Il ragazzo, come al solito, obbedì senza esitazione. Il tetto era evidentemente troppo piccolo per entrambi. Shaw era un metro e novanta abbondante, senza contare che quello spolverino lo faceva apparire enorme, tipo di dieci o venti centimetri più alto. Inutile dire che non sarebbe entrato nella cunetta. Il figlio lo guardava con l’espressione di chi è pronto ad accettare qualsiasi cosa, mentre il vecchio tirò fuori dalla tasca quell’assurdo aggeggio a forma di pistola. Geremiah era giovane, ma sapeva il fatto suo in tema di sputafuoco, e quella non aveva l’aspetto di niente che avesse mai visto.


Anni fa... – disse il padre per smorzare lo smarrimento, - ... io e un vecchio compare ci mettemmo in un giro d’affari più grande di noi. Un tizio ci disse precisamente dove una grossa diligenza sarebbe passata e cosa ci avremmo trovato dentro: gente ricca. Gente schifosamente ricca. Avremmo potuto tenere tutto, ci disse, a patto che gli avessimo portato una cassettina di legno finemente lavorato, appartenente a uno dei passeggeri a bordo. Era un piatto ghiotto e, all’epoca, non mi facevo troppe domande sugli ingaggi. Una cassettina in cambio di un mucchio di soldi? Non dovevi essere il più studiato dei professori per capire che fosse un affare.


Shaw prese la mano del figlio e ci pose l’arma.


Io e il mio compare litigammo duro, quella volta. Una di quelle litigate che si risolvono solo con un buco in testa e tanto whiskey. Purtroppo, aperta la cassetta successe qualcosa che non avevo affatto previsto... mi innamorai del suo contenuto. Il passeggero a cui la presi si chiamava Emilio Rosaglio, un italiano in viaggio verso il Connecticut per incontrare un fabbricante d’armi cui vendere un rivoluzionario modello di pistola in grado di sparare sei colpi in meno di sei secondi. La chiamava schioppo a sei cariche successive di una sola canna... è tua, adesso.

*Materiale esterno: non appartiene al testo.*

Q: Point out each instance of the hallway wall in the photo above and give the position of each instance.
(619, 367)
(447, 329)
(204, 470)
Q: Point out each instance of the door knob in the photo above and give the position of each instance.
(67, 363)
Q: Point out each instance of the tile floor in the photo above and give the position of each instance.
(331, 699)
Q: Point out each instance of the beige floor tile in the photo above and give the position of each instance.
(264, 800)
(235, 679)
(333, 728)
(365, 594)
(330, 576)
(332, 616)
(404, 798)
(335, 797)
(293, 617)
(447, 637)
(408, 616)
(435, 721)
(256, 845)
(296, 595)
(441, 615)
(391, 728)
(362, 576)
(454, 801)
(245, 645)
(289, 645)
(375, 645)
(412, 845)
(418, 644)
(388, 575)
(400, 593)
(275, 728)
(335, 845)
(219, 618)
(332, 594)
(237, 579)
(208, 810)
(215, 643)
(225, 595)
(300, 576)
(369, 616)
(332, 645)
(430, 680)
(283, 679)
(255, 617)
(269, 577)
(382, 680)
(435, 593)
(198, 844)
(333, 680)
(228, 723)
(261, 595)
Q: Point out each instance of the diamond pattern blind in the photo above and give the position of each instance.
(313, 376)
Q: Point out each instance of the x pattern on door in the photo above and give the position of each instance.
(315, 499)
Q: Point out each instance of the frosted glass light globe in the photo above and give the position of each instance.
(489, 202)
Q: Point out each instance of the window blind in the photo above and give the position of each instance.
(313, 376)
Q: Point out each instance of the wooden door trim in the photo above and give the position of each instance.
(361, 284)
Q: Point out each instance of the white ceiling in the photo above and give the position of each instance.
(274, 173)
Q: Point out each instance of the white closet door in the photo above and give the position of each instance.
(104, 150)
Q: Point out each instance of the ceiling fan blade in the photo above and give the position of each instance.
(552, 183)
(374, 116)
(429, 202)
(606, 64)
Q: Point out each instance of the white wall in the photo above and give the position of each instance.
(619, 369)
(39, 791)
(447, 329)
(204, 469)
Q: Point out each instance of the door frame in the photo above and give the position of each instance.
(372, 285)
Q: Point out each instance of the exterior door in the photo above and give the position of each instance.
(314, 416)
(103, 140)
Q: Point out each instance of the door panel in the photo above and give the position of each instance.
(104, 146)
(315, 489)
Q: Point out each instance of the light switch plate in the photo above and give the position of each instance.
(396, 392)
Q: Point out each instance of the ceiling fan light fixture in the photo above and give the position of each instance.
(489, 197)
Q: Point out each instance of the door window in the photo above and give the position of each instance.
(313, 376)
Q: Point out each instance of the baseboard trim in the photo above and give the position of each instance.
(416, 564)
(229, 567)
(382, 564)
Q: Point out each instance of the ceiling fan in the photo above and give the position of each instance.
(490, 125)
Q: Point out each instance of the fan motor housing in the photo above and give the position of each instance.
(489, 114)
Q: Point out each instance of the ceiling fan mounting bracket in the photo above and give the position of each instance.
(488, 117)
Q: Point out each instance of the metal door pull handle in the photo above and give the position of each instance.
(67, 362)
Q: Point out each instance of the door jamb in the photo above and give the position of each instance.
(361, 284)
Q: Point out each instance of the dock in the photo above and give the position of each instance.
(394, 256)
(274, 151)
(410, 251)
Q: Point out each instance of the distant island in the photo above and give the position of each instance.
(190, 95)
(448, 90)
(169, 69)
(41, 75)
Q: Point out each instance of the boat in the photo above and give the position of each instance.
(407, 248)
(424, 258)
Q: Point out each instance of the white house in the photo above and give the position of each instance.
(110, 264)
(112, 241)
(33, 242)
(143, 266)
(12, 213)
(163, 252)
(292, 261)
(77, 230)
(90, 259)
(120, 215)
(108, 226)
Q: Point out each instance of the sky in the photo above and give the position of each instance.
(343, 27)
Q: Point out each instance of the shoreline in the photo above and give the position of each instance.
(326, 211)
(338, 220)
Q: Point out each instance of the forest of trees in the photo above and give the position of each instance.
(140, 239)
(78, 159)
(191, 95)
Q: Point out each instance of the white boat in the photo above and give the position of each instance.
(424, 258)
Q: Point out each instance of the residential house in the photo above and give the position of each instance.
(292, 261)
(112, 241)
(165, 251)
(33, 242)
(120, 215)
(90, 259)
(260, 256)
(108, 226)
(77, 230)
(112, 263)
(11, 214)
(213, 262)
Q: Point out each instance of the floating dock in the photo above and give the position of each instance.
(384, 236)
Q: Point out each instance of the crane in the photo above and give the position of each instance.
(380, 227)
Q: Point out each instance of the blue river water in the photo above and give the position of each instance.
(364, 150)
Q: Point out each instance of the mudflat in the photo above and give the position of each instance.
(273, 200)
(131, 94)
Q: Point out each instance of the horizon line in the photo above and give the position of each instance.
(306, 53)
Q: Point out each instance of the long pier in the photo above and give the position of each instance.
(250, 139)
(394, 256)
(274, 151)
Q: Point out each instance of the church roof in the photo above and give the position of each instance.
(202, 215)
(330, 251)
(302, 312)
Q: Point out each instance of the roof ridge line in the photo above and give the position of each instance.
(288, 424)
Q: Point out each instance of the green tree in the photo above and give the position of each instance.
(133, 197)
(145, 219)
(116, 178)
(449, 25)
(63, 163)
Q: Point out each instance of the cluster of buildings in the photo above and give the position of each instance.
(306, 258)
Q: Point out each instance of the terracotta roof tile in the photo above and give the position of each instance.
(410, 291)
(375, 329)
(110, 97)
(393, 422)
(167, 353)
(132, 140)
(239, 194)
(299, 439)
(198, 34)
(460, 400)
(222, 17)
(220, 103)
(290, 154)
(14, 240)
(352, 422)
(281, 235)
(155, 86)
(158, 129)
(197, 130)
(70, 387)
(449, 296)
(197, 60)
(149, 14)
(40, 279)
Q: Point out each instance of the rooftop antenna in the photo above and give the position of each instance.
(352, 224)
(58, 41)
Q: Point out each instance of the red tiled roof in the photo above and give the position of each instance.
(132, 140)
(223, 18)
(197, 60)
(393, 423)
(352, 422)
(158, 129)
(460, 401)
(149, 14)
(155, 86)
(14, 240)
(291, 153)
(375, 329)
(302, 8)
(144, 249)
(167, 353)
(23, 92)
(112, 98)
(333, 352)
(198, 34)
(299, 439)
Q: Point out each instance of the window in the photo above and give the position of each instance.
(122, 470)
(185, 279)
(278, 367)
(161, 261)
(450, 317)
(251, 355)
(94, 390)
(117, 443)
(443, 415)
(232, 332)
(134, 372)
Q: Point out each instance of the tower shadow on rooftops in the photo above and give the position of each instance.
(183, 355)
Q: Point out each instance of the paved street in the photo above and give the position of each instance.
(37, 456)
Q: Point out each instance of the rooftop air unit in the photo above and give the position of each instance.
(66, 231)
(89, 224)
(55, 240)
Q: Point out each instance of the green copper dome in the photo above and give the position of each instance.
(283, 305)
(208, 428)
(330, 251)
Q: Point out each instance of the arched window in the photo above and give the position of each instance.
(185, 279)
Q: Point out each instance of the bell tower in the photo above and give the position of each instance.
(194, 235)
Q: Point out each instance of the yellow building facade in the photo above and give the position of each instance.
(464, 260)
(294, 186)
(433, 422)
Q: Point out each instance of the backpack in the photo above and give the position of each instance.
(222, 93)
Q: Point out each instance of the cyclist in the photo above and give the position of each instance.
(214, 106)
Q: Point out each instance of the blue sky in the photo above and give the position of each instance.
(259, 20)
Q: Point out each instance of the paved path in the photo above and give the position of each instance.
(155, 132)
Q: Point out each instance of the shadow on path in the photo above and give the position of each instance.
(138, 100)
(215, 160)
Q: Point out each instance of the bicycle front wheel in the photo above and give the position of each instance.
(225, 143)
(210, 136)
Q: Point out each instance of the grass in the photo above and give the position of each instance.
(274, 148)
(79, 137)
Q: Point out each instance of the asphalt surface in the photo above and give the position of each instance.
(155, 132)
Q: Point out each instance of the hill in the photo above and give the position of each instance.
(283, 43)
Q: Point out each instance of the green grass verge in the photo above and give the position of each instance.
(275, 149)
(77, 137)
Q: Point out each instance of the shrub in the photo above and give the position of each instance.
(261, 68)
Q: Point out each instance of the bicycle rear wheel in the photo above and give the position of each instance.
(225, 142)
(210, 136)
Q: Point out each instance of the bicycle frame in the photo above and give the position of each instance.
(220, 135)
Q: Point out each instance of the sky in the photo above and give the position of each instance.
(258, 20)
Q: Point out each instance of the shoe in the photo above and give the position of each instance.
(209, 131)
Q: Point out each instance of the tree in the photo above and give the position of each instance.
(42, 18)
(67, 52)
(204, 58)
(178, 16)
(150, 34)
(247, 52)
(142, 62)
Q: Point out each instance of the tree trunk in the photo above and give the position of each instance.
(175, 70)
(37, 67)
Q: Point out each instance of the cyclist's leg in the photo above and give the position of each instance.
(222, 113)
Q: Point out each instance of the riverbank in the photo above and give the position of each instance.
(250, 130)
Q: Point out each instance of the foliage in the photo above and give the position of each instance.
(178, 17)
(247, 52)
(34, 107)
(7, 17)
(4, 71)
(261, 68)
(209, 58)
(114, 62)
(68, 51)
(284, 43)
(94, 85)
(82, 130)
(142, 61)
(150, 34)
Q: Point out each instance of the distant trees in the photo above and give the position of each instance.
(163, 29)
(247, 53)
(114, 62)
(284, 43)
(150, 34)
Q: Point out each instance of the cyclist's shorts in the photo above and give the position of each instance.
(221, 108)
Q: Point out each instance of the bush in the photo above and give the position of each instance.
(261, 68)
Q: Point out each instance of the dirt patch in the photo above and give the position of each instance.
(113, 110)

Geremiah strinse il calcio dell’arma. Non era affatto maneggevole ma, se in sei secondi poteva sparare sei colpi, non si sarebbe nemmeno sognato di lamentarsi. Era un’opera d’arte, non una semplice pistola, un pezzo di raffinatissimo artigianato italiano, dal valore inestimabile. Il fatto che al padre non fosse mai saltata alla testa l’idea di venderla, era valore aggiunto. Se pure un canchero abbrutito come Micah Shaw era rimasto vittima dell’intrinseca bellezza di quell’arnese, il suo pregio artistico doveva essere innegabile.

Tu resterai quassù. Io mi piazzerò al confine del campo di granturco. Non riusciranno a colpirmi, se resterò nascosto lì, mentre tu, da quassù, mi coprirai con questo...


Shaw passò al figlio un secondo fucile.

Mi raccomando, solo quando loro saranno abbastanza vicini alla casa potrai usare lo schioppo a sei cariche. Le munizioni di quell’arnese sono impossibili da trovare, quindi non avrai molti colpi a disposizione, intesi?

Sì.

Bravo ragazzo.


Sulle scalette che riportavano a terra, il vecchio diede un ultimo sguardo a suo figlio.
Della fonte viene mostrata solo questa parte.